主将の宮坂厚希は、打線を客観視しながら高松商戦でのパフォーマンスをこう評した。
「ピッチャーの球は練習からずっと見てきたので、感覚は鈍っていなかったと思います。単打で繋ぐのがチームのウリですが、今日(高松商戦)に関して言えば、浮いた球に対してしっかりスイングできていたからヒットが出たんだと思っています」
11安打5得点。打線の安定感に刺激を受けるように、先発のエース・中西聖輝も最低限の働きを披露した。
9回2死から安打と四死球、味方のエラーで2点差に詰め寄られ完投を逃した反省を口にしたが、彼も実戦感覚から遠ざかっていたことを不利とは感じていなかった。
「ブルペンでバッターに立ってもらって感想を聞いたり、監督さんにピッチングを見てもらったりしていたんで気にならなかったです」
智弁和歌山の初戦は、まさに日ごろの鍛錬が生んだ勝利だった。
イチローさんからの言葉「ずっと見てるから。ちゃんとやってよ」
この試合運びを、監督が手放しで称える。
「頼もしかったです。実戦から遠ざかっているようには見えず、はつらつとプレーしていた」
5-3で高松商を退けた直後の取材。報道陣からこんな質問が飛んだ。
――大会前にイチローさんから激励の言葉はあったか?
昨年12月。イチローが臨時コーチとして3日間、智弁和歌山を指導したことを受けての問いに、中谷は笑顔を覗かせながらも「いえいえ」と大仰に振舞わず、謙虚に答えた。

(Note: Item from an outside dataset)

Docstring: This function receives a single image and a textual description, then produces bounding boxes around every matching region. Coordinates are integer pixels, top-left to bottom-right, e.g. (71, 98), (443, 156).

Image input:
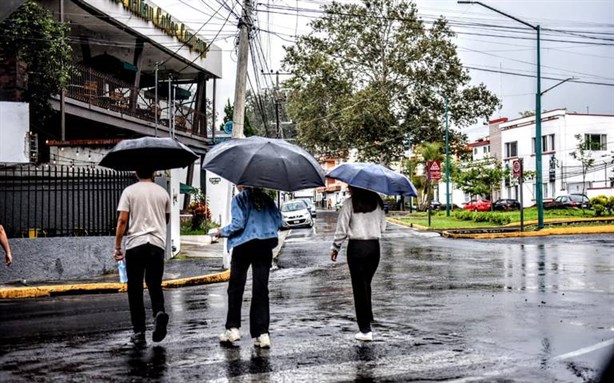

「いつも見てくださっているので、この大会も『ちゃんと見てるよ』というメッセージをもらっていますので。特に大会前に何かあったというわけではないです」
智弁和歌山での指導の最終日。イチローは選手たちにこんなメッセージを贈ったという。
「ずっと見てるから。ちゃんとやってよ」
2021年8月24日。
智弁和歌山は、ちゃんとやった。